To answer this question you should recall the concept of osmotic pressure. Osmotic pressure is a colligative property which depends upon the number of moles of solute present in the solution. We shall equate both the values of osmotic pressures of the solvents to calculate the Van’t Hoff factor and then use it to calculate the degree of ionization .
The formula used:
$\Pi = iCRT$
where $\Pi$= Osmotic pressure, $i$= Van’t Hoff Factor, $C$= concentration, $R$=Universal gas constant and $T$=Temperature

Complete step by step answer:
The molar masses of $NaCl$ and glucose are $58.5\;{\text{g/mol}}$ and $180\;{\text{g/mol}}$ respectively. The expression for the osmotic pressure is as follows:
$\Pi = iCRT$
Since two solutions are isotonic, they have equal osmotic pressure.
${\Pi _{\left( {{\text{NaCl}}} \right)}} = {\Pi _{\left( {{\text{glucose}}} \right)}}$.
This means that:
${i_{\left( {{\text{NaCl}}} \right)}}{C_{\left( {{\text{NaCl}}} \right)}}{\text{ = }}{i_{\left( {{\text{glucose}}} \right)}}{C_{\left( {{\text{glucose}}} \right)}}$
Substituting the appropriate values
$\Rightarrow i\left( {NaCl} \right) \times \dfrac{{1.2}}{{58.5}}{\text{ }} = 1 \times \dfrac{{7.2}}{{180}}$
After solving we get $i\left( {NaCl} \right) = 1.95$.
Let $\alpha$ be the degree of ionization of $NaCl.$
$\therefore \alpha = \dfrac{{i - 1}}{{n\prime - 1}}{\text{ }} = \dfrac{{1.95 - 1}}{{2 - 1}}{\text{ }} = 0.95$.

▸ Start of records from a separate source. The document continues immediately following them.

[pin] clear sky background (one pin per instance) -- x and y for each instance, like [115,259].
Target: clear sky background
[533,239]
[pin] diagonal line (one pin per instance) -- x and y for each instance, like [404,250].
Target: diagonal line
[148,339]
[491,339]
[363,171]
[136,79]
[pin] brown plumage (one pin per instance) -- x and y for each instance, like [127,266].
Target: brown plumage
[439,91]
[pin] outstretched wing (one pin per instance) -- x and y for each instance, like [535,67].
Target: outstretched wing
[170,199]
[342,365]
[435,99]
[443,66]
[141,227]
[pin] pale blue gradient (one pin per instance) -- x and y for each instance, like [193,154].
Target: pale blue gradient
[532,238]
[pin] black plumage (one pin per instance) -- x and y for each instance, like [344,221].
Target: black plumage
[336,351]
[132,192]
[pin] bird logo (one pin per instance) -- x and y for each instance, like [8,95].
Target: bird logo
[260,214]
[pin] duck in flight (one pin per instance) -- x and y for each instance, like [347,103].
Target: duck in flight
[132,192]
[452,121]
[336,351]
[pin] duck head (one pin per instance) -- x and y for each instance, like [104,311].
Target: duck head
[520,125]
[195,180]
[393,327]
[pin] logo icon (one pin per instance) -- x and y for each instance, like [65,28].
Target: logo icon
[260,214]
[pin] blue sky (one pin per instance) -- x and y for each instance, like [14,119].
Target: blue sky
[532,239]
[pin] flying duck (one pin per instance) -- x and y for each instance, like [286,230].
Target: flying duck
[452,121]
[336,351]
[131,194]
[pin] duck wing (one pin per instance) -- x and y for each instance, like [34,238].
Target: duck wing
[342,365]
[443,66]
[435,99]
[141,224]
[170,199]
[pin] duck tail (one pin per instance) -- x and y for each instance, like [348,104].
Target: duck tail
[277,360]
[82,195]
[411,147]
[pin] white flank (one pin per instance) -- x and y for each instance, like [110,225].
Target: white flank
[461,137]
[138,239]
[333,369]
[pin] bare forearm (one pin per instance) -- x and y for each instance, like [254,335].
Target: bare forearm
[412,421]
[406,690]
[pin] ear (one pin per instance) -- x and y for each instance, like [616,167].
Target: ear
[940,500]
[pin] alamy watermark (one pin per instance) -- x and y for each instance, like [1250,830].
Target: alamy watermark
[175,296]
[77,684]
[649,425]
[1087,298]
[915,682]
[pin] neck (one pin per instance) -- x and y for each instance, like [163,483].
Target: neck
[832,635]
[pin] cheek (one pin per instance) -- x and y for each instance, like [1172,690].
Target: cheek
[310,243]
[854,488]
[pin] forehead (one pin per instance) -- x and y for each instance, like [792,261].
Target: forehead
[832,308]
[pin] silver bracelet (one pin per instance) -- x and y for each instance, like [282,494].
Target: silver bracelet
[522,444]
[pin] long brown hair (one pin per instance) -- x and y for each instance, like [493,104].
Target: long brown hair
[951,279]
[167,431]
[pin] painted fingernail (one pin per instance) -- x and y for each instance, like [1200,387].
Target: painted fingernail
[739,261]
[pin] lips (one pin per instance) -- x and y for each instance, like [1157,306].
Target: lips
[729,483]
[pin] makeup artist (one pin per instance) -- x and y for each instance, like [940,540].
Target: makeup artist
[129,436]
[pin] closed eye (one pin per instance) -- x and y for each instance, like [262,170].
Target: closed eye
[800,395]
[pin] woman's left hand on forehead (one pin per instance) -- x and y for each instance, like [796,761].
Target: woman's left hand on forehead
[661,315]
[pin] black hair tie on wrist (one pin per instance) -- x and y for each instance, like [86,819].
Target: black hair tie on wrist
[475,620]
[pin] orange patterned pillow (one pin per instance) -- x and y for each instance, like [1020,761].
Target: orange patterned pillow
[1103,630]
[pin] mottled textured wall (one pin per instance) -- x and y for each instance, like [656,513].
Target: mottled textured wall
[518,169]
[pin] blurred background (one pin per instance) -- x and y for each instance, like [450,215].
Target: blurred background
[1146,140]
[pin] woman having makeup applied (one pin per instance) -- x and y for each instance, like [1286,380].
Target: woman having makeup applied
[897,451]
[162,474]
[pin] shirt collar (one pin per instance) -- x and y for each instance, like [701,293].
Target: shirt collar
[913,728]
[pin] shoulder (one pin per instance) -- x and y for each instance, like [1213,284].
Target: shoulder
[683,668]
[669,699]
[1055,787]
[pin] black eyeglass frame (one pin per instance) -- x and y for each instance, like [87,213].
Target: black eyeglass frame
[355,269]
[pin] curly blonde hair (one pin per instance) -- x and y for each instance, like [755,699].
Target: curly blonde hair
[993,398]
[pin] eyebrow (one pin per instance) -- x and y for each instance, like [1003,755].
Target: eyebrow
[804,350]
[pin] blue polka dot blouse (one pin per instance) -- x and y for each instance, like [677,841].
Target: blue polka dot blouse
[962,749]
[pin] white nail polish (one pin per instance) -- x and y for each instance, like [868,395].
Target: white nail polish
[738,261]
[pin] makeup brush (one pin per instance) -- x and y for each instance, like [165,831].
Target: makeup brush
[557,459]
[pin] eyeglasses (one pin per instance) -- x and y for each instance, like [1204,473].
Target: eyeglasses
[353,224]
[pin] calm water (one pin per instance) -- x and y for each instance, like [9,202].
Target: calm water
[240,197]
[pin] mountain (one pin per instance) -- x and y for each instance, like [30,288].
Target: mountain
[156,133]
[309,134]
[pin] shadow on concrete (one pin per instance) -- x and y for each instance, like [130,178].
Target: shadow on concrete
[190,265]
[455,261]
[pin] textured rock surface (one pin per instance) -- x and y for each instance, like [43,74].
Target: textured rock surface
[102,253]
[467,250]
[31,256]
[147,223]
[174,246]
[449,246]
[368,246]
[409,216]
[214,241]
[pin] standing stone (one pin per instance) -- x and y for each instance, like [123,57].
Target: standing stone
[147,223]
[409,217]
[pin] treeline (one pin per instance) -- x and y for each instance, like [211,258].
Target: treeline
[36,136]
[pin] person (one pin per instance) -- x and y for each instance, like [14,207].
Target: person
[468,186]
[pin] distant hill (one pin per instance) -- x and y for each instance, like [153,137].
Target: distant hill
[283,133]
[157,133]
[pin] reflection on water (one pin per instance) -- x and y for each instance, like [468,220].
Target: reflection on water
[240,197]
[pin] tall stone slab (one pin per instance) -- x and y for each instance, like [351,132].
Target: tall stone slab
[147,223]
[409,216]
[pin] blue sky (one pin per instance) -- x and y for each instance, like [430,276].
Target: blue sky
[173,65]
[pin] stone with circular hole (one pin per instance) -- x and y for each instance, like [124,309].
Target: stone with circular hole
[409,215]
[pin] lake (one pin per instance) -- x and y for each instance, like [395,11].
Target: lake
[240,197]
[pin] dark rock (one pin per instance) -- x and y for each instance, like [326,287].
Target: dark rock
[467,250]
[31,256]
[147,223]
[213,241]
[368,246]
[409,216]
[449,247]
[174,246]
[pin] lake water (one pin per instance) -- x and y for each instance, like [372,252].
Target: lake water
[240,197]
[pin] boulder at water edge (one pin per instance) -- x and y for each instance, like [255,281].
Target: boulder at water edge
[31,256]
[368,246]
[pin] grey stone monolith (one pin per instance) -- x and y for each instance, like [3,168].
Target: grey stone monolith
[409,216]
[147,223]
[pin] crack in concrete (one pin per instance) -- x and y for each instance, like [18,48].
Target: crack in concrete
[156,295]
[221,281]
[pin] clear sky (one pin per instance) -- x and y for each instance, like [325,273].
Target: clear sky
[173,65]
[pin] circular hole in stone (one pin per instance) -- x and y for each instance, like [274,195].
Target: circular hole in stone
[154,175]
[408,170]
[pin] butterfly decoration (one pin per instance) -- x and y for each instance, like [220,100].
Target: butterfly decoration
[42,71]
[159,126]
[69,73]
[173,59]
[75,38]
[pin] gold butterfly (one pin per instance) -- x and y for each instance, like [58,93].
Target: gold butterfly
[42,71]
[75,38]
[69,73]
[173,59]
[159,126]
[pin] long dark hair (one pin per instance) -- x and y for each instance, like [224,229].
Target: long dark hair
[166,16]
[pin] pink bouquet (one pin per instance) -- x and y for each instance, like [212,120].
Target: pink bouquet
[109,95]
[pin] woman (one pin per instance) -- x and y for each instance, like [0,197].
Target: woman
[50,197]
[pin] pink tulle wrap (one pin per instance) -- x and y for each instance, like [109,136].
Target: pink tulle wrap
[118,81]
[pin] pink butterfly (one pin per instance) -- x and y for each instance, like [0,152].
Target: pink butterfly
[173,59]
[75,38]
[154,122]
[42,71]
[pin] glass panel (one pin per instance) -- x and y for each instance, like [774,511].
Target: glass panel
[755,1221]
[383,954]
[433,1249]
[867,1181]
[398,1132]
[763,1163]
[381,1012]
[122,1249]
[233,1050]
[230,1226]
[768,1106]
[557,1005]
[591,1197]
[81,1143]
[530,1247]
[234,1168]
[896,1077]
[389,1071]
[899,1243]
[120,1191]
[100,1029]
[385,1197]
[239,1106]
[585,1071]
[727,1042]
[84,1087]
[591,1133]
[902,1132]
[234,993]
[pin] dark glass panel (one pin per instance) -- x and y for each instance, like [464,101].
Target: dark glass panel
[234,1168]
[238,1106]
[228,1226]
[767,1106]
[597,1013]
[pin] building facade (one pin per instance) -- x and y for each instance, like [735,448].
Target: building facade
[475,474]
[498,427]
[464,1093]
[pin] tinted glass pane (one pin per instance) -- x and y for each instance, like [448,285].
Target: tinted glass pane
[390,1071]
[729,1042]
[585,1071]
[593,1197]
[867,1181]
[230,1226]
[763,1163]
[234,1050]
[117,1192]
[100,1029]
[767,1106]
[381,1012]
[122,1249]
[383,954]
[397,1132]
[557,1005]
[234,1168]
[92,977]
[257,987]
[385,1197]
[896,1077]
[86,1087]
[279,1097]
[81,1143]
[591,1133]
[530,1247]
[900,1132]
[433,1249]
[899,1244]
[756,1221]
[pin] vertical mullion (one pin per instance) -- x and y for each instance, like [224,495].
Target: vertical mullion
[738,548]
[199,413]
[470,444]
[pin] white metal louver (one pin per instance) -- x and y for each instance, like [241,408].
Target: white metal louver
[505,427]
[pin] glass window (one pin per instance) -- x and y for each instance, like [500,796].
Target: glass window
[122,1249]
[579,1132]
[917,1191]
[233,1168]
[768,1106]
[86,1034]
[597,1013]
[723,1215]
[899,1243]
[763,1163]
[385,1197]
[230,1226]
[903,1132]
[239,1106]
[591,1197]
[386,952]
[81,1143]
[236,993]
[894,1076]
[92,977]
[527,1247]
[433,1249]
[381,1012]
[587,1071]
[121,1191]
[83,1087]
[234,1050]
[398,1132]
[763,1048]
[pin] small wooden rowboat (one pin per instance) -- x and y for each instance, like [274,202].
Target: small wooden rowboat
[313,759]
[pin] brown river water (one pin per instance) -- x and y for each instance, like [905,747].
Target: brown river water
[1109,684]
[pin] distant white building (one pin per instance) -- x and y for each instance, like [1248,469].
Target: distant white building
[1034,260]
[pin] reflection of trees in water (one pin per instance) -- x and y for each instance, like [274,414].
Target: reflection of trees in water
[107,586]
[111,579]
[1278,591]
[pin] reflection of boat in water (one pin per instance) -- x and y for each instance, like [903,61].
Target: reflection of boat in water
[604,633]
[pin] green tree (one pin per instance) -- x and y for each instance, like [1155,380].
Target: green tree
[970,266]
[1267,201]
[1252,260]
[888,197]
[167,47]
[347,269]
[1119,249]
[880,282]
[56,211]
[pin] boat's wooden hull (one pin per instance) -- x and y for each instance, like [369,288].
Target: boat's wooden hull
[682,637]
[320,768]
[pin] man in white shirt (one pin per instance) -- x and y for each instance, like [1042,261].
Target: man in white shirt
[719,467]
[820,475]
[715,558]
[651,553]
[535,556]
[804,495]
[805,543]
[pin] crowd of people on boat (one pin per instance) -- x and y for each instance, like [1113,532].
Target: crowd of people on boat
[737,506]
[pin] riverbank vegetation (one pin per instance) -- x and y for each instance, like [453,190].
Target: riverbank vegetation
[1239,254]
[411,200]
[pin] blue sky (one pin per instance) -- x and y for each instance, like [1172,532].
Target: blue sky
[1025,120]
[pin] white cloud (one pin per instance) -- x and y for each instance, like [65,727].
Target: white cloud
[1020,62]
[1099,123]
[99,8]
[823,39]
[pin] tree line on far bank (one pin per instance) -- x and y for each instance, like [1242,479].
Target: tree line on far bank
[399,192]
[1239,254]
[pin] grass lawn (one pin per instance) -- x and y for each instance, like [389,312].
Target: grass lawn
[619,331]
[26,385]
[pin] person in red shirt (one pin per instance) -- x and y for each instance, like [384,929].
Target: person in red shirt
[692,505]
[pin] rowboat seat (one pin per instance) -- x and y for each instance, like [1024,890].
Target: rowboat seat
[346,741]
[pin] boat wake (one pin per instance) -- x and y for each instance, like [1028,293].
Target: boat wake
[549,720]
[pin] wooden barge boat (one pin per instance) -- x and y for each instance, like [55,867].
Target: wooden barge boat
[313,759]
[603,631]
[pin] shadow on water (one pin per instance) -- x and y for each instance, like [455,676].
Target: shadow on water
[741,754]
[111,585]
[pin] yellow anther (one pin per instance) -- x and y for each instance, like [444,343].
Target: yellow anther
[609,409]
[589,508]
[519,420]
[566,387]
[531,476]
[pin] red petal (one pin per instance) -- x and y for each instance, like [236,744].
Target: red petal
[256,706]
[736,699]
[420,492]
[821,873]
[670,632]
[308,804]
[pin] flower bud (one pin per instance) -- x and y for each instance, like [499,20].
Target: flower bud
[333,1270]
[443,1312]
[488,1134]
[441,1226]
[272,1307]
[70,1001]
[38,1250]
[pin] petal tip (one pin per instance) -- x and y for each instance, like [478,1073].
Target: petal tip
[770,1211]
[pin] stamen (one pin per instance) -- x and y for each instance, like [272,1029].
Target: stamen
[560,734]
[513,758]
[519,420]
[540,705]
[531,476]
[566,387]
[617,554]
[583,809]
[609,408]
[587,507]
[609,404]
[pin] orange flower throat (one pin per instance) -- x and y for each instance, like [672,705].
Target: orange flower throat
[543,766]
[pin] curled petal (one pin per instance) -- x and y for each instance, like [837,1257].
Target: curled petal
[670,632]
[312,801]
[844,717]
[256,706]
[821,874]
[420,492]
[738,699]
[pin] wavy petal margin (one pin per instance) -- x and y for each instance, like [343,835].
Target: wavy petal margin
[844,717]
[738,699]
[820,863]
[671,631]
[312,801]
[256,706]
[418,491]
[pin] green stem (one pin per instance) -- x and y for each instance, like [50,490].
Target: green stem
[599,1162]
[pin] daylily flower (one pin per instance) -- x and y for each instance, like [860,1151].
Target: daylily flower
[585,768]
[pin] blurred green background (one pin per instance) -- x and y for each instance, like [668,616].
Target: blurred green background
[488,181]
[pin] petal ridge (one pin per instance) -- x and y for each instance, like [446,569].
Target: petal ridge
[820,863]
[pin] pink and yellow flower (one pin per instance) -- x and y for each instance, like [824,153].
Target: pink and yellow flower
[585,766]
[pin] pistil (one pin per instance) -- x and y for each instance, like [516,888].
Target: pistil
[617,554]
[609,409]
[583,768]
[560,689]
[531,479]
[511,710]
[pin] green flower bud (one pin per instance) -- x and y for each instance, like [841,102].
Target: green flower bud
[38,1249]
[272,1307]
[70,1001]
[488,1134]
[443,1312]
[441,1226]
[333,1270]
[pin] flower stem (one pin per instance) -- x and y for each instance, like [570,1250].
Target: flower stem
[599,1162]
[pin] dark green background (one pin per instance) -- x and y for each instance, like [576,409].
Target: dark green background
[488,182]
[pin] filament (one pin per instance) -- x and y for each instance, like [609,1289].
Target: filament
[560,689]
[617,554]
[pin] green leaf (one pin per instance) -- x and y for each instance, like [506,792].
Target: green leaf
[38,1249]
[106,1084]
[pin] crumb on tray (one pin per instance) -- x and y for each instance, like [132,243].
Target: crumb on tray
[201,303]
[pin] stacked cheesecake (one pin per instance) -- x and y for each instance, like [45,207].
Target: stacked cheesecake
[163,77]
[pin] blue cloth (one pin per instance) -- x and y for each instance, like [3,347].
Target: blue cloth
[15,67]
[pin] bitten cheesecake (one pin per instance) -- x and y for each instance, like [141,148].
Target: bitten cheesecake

Here, $n\prime \;$ represents the total number of ions produced by dissociation of one molecule of $NaCl$.

Note:
You should know the difference between Association and Dissociation. The Van’t Hoff factor which is an important aspect of colligative properties is defined as the ratio of the concentration of particles formed when a substance is dissolved to the concentration of the substance by mass. In the case of non-electrolytic substances which do not dissociate in water, the value of $i$ is generally 1. But in the case of ionic substances, due to dissociation, the value of $i$ is equal to the total number of ions present in one formula unit of the substance.